Her full brown eyes opened on me. “I tried, Alan. I tried as hard as I could… But I wanted our child. Does that make me a terrible person!? Can I help it if that’s what I feel?”

“It was more than that, Nicole. You know it was.”

“More?”

“You know it was. On some basic level, we never, I don’t know, connected.”

She seemed hurt by my words.

“Don’t you think?” I added.

She pulled back. “No…No, I don’t think that at all.” She turned defensive. “I really don’t agree with that. That’s just…I don’t…” she left her thought in the air.

I suddenly felt Rita’s absence, and I shifted my weight.

“How didn’t we connect?” she persisted.

I looked away, crossing my arms tightly across my chest. “I don’t know.”

“No, Alan, I want to hear this. It’s important.”

“It’s over, Nicole. What does it matter?”

“It matters to me.”

I shut my eyes and took a breath. “…Nicole…we should have been able to get through all of that stuff.” I opened my eyes and narrowed them on her. “We should have. We should have been strong enough. Couples who really love each other and are committed should be able to find support in each other.”

She flicked my words away with her hand. “I hate this ‘should’ bullshit. And you’re still evading my question.”

“I’m not on trial.”

“Okay, just forget it then,” she said, curtly. “I mean, we did the best we could…I know I did. I did everything I could and then some. Sometimes, things just don’t work out and it’s nobody’s fault!”

I nodded, grateful for her response. “Yes… sometimes…”

We sat in a tense silence as our food was delivered and we took fretful bites.

Finally, I pushed my half-eaten sandwich aside. “You have a new life now. You’re a partner…you have a new relationship.”

Her eyes darted up at me, with surprise. “What relationship?”

“Come on, Nicole…I’m not an idiot. I know you’re with Walker. I knew you were with Walker back in April. Maybe even sooner.”

She pushed her sandwich aside. “All right, look, it just happened, okay,” she said defensively. “I didn’t plan it. I didn’t want it to happen like it happened…It just did.”

“Okay…fine.”

“I always hate it when you say ‘fine’ like that. ‘Fine’ doesn’t mean anything.”

“It means, get on with your life, Nicole. We’re finished.”

She fumbled for her purse; on edge and despondent. “I just wanted to meet…I didn’t want to leave it like I left it.” Her eyes filled with tears, as she looked at me. “We had so many wonderful times, Alan.

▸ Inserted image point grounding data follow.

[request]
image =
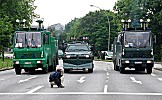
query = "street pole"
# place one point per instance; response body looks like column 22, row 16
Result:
column 108, row 44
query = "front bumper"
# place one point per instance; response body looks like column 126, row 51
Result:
column 30, row 63
column 133, row 63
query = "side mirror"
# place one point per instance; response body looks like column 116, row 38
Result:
column 118, row 43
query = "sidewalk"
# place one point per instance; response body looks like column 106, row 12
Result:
column 158, row 66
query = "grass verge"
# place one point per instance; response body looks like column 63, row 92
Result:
column 6, row 64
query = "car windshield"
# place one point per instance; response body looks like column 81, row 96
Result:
column 137, row 39
column 77, row 48
column 28, row 39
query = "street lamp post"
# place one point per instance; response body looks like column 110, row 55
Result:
column 108, row 23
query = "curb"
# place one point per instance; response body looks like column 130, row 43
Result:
column 3, row 69
column 160, row 69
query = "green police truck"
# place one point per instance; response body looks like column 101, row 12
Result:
column 78, row 56
column 34, row 48
column 133, row 48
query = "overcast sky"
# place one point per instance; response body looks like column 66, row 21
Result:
column 63, row 11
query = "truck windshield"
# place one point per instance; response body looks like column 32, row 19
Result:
column 28, row 39
column 137, row 39
column 77, row 48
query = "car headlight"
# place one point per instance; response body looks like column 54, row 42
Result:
column 67, row 56
column 17, row 62
column 149, row 61
column 126, row 61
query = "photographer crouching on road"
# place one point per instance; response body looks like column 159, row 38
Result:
column 55, row 78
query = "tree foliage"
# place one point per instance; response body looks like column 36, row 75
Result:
column 143, row 9
column 95, row 26
column 10, row 10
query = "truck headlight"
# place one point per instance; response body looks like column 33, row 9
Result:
column 38, row 62
column 152, row 52
column 149, row 61
column 126, row 61
column 87, row 56
column 67, row 56
column 42, row 54
column 17, row 62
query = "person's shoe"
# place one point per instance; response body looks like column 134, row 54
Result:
column 61, row 86
column 51, row 86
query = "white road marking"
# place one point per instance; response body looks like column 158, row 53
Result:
column 27, row 79
column 105, row 88
column 76, row 93
column 2, row 79
column 153, row 74
column 134, row 80
column 33, row 90
column 81, row 80
column 160, row 79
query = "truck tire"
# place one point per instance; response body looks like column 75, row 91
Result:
column 122, row 70
column 18, row 70
column 149, row 70
column 66, row 70
column 90, row 70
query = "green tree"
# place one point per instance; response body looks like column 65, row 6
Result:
column 95, row 26
column 10, row 11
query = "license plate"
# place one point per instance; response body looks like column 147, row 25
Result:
column 138, row 62
column 27, row 62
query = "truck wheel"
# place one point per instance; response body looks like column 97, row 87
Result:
column 90, row 70
column 122, row 69
column 26, row 70
column 18, row 70
column 66, row 70
column 149, row 70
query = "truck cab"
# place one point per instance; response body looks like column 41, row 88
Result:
column 78, row 56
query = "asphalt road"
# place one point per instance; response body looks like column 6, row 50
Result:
column 103, row 84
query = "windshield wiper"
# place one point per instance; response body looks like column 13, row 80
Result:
column 33, row 42
column 26, row 41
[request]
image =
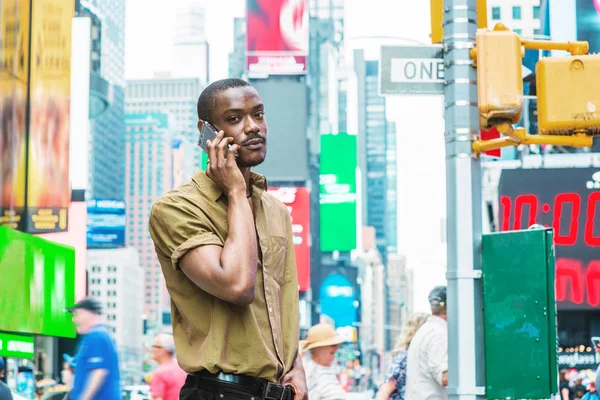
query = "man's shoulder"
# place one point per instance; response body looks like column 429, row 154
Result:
column 99, row 334
column 274, row 205
column 187, row 194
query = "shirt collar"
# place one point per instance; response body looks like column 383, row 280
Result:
column 214, row 192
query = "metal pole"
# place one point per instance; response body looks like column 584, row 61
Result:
column 464, row 214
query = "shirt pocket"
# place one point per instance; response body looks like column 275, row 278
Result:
column 278, row 247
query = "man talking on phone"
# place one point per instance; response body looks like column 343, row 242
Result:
column 226, row 251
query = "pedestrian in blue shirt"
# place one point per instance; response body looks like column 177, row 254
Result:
column 97, row 368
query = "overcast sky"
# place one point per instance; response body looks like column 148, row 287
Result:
column 150, row 30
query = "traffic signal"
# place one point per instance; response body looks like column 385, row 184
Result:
column 499, row 55
column 568, row 90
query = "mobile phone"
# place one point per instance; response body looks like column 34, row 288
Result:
column 208, row 132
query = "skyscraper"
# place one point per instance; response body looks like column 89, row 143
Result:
column 177, row 96
column 391, row 198
column 375, row 127
column 191, row 53
column 107, row 157
column 148, row 175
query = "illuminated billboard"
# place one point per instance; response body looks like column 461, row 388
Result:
column 76, row 238
column 277, row 37
column 106, row 222
column 297, row 201
column 48, row 187
column 14, row 61
column 34, row 171
column 567, row 200
column 37, row 284
column 337, row 196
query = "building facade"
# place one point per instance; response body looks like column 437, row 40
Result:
column 400, row 295
column 522, row 16
column 148, row 150
column 116, row 279
column 107, row 156
column 176, row 96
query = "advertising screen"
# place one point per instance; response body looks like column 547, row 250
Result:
column 37, row 284
column 337, row 196
column 106, row 222
column 277, row 37
column 297, row 201
column 76, row 238
column 14, row 61
column 568, row 200
column 16, row 346
column 287, row 143
column 48, row 187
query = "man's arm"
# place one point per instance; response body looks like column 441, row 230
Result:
column 95, row 381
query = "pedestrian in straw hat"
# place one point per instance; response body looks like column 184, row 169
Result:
column 322, row 342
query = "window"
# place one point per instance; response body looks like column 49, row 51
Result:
column 516, row 12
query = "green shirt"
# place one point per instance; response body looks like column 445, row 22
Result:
column 259, row 340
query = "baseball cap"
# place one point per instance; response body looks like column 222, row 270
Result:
column 437, row 297
column 89, row 304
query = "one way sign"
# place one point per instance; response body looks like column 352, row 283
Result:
column 411, row 70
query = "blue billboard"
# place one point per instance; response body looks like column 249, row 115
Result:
column 106, row 223
column 337, row 299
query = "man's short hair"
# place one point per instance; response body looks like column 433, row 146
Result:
column 437, row 300
column 208, row 97
column 166, row 342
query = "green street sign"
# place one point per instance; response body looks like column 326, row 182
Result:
column 16, row 346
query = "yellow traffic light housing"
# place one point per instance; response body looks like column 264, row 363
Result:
column 498, row 55
column 568, row 90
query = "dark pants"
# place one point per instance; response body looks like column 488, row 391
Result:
column 197, row 388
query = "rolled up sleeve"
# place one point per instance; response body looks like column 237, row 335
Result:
column 177, row 226
column 437, row 357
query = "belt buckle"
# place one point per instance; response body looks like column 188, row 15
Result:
column 271, row 386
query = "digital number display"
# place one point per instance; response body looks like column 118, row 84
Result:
column 568, row 200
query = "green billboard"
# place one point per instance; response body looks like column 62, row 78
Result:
column 16, row 346
column 337, row 195
column 37, row 283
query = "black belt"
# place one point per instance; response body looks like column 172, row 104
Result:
column 269, row 391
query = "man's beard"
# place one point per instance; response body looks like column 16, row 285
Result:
column 251, row 163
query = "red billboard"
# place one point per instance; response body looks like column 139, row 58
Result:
column 297, row 201
column 276, row 37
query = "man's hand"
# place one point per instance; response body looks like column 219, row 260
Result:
column 222, row 168
column 297, row 380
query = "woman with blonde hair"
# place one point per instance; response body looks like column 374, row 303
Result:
column 395, row 381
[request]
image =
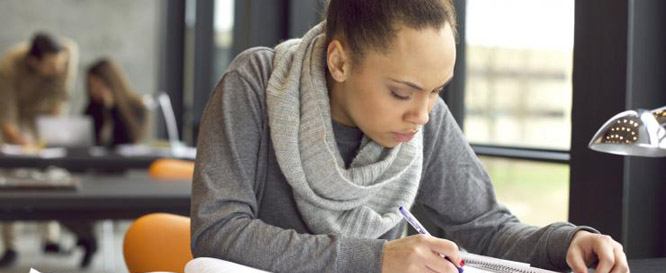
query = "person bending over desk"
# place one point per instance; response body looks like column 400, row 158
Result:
column 307, row 150
column 117, row 111
column 35, row 79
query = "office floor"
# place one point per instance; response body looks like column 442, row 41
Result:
column 108, row 258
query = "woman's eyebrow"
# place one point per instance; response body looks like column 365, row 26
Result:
column 416, row 86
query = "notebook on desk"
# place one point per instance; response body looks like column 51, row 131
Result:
column 483, row 264
column 473, row 264
column 212, row 265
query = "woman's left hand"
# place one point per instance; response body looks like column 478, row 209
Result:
column 588, row 248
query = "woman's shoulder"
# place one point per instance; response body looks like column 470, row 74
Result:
column 253, row 65
column 439, row 125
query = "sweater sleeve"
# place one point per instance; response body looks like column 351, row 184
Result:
column 458, row 196
column 224, row 204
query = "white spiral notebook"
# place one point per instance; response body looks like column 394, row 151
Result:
column 483, row 264
column 473, row 264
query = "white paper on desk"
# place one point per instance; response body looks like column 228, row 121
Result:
column 212, row 265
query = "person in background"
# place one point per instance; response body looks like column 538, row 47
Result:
column 306, row 152
column 119, row 118
column 118, row 112
column 35, row 79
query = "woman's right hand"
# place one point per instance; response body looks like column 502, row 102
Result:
column 419, row 253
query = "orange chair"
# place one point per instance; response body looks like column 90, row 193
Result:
column 158, row 242
column 171, row 169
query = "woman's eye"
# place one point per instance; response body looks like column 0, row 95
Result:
column 397, row 95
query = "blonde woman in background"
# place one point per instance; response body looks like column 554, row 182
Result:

We really did.”

I reached for my coke, beating back emotion. “Yes…we did.”

She examined me, closely. “I heard that you’re seeing your old high school girlfriend. The one whose daughter was killed.”

“Yes…”

“Have you been seeing her for a long time?”

“Not while you and I were trying to work things out.”

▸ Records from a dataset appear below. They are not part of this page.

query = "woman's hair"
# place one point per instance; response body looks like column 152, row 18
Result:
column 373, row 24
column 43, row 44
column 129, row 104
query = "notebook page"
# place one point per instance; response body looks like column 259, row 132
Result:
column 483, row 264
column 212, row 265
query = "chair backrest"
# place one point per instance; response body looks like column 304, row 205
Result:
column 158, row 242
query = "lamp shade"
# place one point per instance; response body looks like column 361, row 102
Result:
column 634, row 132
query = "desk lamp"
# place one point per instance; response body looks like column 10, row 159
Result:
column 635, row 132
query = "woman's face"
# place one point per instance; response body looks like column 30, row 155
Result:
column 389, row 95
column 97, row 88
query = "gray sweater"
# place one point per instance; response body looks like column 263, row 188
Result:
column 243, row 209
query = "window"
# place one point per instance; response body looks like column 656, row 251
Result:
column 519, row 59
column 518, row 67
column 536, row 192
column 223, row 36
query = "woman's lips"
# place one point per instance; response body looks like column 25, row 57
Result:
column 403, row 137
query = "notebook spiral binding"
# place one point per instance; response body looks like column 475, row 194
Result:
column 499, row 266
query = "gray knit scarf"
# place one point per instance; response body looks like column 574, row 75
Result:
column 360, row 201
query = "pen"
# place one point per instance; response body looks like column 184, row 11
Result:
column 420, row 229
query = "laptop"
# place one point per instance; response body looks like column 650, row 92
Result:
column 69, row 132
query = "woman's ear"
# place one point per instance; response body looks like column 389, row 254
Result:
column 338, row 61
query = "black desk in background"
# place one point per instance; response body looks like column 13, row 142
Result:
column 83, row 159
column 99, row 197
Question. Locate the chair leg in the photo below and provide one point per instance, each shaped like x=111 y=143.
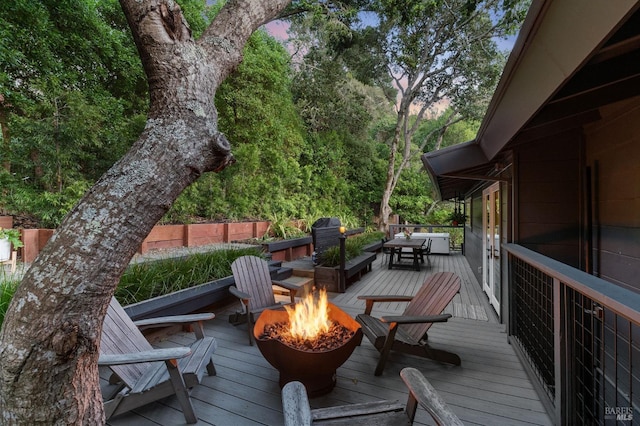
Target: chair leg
x=181 y=392
x=250 y=326
x=386 y=348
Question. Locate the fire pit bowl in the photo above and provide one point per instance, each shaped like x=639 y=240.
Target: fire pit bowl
x=315 y=369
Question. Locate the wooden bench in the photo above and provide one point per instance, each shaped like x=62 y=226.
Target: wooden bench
x=297 y=411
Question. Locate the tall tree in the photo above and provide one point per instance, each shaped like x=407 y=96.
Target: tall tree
x=50 y=336
x=439 y=52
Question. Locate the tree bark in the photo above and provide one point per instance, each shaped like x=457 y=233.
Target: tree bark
x=49 y=343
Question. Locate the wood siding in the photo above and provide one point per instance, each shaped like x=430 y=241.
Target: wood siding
x=613 y=154
x=548 y=202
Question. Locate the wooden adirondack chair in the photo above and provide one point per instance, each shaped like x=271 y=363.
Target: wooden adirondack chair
x=408 y=332
x=254 y=288
x=297 y=412
x=147 y=374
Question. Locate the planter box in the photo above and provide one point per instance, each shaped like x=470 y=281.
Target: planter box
x=5 y=249
x=375 y=247
x=328 y=277
x=194 y=298
x=291 y=249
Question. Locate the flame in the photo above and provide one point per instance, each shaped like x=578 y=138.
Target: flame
x=309 y=318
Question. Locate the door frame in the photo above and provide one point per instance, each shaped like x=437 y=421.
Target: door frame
x=491 y=235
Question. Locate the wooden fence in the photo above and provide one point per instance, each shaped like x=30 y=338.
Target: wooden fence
x=163 y=236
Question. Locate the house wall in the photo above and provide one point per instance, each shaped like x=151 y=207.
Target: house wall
x=613 y=154
x=473 y=236
x=548 y=187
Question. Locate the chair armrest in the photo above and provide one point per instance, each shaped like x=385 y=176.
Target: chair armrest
x=421 y=391
x=401 y=319
x=144 y=356
x=387 y=298
x=295 y=405
x=286 y=285
x=370 y=300
x=239 y=294
x=172 y=320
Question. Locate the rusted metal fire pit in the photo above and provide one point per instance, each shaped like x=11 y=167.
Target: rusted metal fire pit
x=315 y=369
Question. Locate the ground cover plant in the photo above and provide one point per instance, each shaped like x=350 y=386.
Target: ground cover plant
x=146 y=280
x=143 y=281
x=353 y=248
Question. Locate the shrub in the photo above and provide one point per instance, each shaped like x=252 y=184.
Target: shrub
x=143 y=281
x=353 y=248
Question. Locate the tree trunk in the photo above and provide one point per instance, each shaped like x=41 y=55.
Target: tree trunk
x=49 y=343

She seemed relieved. She stood, staring into the floor. “Whenever you talked about her, your eyes would brighten. Did you know that? I was jealous of that.”

I remained silent.

“I hope it works out for you, Alan. I really do.”

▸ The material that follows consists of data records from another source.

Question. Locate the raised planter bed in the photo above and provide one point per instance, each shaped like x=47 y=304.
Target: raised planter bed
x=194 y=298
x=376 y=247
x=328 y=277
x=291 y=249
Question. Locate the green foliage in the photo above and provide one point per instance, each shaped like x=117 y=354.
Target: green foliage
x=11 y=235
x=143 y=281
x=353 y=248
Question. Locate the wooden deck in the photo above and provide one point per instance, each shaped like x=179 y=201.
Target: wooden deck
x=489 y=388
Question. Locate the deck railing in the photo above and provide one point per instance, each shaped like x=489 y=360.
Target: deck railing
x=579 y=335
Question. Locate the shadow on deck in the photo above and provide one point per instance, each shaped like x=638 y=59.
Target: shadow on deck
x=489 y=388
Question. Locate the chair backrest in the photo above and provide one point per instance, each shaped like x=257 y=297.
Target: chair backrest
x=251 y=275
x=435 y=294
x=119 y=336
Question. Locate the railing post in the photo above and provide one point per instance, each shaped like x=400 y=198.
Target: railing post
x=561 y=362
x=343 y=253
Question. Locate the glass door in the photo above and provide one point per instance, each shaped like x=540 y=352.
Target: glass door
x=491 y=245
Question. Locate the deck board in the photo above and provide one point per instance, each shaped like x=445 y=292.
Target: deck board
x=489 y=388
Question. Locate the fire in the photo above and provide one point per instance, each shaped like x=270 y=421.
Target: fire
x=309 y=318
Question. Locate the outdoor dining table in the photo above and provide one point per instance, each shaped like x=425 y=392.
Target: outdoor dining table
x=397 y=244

I nodded, avoiding her eyes. “You too.”

“Okay…Alright then. I really need to go.”

 

I developed insomnia and spent hours pacing my room or reading old paperback mysteries, purchased from sidewalk book vendors. What would I do if I lost Rita again? What if she didn’t get pregnant, regardless of our persistent love? So I prescribed myself a non-controlled substance to help me sleep. Silenor had worked in the past and its only side effect for me was constipation.